Decision on city schools expected by tomorrow

Judge to rule on 3 plans for special education

August 11, 2005|By Sumathi Reddy | Sumathi Reddy,SUN STAFF

A federal judge is expected to rule by tomorrow on whether to cede a sizable portion of control over the city school system to the state or an outside administrator, ending a power struggle that has intensified this summer as the latest twist in a long-standing special-education lawsuit.

Concluding two days of testimony, U.S. District Judge Marvin J. Garbis said he would make the "urgent decision" on which of three plans to put into place by the end of the week.

"I'm faced with a very urgent decision for a lot of reasons," Garbis said yesterday, noting that school begins Aug. 29. "I can't delay on this."

The city and state are defendants in a 1984 lawsuit filed by the Maryland Disability Law Center. The lawsuit accuses the defendants of failing to provide adequate services to the city's students with disabilities.

At issue are services such as physical therapy, speech therapy and counseling that 10,000 of the special-education students are required to receive by law.

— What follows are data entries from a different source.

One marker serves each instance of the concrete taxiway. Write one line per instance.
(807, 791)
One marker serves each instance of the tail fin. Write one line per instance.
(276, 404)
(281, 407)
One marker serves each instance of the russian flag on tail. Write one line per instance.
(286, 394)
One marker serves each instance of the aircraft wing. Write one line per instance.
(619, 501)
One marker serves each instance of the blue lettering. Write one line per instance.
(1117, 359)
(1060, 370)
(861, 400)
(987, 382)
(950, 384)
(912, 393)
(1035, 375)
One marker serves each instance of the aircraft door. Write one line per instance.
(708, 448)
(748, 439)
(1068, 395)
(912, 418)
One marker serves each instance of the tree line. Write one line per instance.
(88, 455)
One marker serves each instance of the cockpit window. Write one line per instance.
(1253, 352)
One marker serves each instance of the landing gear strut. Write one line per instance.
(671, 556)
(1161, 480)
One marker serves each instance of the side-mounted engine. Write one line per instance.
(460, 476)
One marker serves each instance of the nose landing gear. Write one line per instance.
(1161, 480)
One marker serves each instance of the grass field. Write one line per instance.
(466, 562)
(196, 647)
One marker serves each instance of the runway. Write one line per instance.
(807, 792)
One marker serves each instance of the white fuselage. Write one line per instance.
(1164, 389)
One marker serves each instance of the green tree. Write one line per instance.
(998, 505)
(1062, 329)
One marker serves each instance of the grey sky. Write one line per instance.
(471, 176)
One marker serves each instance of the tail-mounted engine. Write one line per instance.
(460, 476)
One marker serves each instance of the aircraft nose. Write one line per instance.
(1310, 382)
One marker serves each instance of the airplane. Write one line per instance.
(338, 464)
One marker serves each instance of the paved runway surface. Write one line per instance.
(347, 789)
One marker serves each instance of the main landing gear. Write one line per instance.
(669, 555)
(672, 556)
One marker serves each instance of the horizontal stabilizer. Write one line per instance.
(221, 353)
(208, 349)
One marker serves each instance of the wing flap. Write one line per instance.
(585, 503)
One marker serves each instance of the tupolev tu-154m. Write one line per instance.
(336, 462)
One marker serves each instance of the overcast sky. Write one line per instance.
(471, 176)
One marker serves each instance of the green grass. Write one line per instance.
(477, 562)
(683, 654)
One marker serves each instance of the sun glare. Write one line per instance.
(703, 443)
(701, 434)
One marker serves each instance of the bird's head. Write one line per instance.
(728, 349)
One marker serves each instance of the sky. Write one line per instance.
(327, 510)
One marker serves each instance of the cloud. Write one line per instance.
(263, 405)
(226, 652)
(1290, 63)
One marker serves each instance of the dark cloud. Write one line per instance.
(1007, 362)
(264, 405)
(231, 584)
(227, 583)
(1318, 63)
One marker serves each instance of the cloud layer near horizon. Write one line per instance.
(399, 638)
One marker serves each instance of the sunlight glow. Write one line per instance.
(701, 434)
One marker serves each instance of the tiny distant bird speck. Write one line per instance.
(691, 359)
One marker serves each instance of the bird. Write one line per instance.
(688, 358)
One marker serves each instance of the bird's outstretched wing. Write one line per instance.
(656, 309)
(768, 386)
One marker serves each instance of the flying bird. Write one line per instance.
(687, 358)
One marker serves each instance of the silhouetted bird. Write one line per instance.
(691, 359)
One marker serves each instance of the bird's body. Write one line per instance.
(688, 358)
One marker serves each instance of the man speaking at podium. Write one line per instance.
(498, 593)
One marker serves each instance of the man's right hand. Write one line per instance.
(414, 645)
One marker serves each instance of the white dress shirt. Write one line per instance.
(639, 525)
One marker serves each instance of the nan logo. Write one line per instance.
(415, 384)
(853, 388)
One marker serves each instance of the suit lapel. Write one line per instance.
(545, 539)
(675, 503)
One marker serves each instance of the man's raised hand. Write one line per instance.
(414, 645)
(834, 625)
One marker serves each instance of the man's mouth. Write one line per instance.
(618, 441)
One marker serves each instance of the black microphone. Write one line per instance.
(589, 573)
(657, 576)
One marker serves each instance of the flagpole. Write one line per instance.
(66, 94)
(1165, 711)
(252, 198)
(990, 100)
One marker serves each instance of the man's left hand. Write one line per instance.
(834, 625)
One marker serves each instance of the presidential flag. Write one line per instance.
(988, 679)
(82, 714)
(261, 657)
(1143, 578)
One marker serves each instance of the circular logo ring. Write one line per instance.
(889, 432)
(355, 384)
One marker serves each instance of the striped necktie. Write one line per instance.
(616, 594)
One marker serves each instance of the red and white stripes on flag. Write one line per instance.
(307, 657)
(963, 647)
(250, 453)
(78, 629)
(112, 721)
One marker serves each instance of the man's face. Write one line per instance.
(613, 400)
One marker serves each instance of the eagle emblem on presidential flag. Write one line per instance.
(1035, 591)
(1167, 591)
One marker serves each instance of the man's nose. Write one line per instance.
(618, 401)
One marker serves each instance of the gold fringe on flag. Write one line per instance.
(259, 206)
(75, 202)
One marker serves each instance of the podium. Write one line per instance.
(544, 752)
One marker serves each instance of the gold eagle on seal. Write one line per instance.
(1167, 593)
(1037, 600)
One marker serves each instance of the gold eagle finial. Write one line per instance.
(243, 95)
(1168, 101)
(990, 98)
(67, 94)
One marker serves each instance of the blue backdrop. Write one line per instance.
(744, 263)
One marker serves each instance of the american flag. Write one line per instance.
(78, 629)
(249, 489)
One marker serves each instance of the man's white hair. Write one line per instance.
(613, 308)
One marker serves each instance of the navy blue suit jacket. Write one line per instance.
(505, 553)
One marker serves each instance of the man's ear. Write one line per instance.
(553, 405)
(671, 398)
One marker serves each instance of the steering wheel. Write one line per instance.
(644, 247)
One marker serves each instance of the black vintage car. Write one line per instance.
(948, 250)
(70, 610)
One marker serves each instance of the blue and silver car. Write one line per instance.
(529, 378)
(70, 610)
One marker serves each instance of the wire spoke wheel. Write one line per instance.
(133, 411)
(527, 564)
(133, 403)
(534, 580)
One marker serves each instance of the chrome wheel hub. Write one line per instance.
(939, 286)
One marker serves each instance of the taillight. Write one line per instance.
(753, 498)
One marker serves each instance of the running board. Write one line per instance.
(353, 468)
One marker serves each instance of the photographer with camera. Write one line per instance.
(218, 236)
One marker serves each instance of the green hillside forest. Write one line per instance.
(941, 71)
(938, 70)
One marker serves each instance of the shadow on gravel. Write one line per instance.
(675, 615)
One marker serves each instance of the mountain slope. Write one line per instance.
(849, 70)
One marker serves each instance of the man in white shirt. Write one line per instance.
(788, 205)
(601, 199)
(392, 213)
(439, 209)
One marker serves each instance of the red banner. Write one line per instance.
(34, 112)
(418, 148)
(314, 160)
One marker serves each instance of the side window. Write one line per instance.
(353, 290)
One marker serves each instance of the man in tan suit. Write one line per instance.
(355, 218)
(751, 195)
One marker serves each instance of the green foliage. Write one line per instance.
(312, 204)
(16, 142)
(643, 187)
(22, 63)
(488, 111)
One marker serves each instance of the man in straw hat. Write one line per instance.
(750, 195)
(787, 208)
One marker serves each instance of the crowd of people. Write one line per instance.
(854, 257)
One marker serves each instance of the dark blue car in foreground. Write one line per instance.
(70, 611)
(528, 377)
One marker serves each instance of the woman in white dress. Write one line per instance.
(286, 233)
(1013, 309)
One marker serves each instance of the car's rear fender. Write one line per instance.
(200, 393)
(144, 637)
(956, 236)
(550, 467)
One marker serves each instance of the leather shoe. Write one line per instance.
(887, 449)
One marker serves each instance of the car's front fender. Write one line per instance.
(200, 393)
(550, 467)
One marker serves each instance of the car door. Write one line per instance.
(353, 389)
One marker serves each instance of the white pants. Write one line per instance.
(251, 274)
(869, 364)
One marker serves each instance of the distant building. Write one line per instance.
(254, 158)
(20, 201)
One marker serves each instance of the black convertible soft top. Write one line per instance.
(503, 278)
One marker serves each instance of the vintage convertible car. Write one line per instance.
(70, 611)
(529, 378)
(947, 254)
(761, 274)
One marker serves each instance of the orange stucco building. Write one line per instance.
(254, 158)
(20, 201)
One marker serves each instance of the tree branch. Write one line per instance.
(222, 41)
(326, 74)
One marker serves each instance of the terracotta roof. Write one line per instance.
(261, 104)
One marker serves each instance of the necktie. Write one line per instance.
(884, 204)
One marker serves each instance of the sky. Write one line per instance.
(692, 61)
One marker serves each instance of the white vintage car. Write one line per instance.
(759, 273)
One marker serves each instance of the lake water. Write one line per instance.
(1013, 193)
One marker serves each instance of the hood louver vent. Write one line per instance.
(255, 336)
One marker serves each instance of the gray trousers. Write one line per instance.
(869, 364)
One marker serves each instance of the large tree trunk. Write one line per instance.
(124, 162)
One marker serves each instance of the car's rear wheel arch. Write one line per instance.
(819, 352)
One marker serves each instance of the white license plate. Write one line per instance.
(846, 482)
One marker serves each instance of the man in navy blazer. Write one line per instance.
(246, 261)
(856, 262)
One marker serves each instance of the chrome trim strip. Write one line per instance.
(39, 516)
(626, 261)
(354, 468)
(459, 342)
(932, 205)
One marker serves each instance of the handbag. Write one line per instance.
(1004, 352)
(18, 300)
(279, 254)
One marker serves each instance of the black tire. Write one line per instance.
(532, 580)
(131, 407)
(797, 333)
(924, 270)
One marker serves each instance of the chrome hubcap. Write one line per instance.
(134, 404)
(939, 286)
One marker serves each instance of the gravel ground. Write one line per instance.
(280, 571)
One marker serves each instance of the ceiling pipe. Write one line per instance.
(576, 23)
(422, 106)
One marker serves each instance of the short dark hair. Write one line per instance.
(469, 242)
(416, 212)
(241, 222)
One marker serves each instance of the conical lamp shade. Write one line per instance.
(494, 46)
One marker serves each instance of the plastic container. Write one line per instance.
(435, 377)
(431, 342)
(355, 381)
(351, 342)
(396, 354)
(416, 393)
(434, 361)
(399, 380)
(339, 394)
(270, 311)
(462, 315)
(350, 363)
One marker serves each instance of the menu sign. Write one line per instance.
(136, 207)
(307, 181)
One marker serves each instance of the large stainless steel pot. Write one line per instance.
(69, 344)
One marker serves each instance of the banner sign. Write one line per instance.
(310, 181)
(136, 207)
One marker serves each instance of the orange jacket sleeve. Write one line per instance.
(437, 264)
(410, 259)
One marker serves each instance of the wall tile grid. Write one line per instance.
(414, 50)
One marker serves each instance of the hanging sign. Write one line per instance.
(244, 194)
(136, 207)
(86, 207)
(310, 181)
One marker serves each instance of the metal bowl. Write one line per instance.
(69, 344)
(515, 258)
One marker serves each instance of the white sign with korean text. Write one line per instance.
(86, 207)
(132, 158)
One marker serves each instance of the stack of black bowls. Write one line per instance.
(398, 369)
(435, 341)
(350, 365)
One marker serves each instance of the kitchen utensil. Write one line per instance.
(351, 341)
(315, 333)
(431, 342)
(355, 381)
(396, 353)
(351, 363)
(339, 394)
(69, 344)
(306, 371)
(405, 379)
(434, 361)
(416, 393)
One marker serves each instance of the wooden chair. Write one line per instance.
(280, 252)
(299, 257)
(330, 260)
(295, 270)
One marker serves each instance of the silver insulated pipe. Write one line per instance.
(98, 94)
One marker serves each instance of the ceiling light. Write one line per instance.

Most recently, city school officials agreed to provide at least six hours of such services to 8,000 students this summer to compensate them for lapses during the school year.

But this month, officials learned that only several hundred of those students have received the services. In court, city officials said another 174 began receiving services Monday.

Also yesterday, Garbis ordered a Sept. 8 hearing to determine whether the city should be held in contempt for violating previous orders. City attorneys, however, asked for and received the chance to come to an agreement with the other two parties by week's end.

Garbis has been presented with three vastly different plans.

The state's $1.4 million plan involves sending nine state-appointed managers from other school districts and the Maryland State Department of Education to work in the city school headquarters. The managers would report to the state superintendent, an arrangement that city officials consider an attempted state takeover.

City officials unveiled their plan Monday to hire two out-of-state consultants. The international consulting firm of Alvarez & Marsal would be hired for up to $1.3 million for 10 months of work. It would work with Sue Gamm, a special-education consultant.

And yesterday in court, Donna Wulkan, an attorney for the students with disabilities, argued that the judge should appoint David Gilmore, an independent transportation administrator for the District of Columbia's public schools, as an outside authority to manage the "related services" pertaining to special education.

The plaintiffs maintain that the state and city have been at loggerheads for years and that appointing an outside authority would prevent further problems.

Gilmore, a consultant who was appointed to the District of Columbia school system by a judge, has control over his budget there and reports to the court.

On cross-examination, Gilmore said he had not read the legal briefs or orders related to the case.

After the presentation of all the witnesses, Garbis and Special Master Amy Totenberg dissected the different plans.

Garbis seemed to agree that the state's plan would give state Superintendent Nancy S. Grasmick "unilateral authority."

Still, he noted, "someone has to have authority."

"Your client has failed miserably," he said to the city's attorney.

For the second day, Garbis made unspecified references to officials involved in the case trying to "sabotage" efforts and lying under oath.

"You know there are people here who want to sabotage everything we do," he said.

"There are obstructionists," he added. "We're not going to give in to terrorists or obstructionists."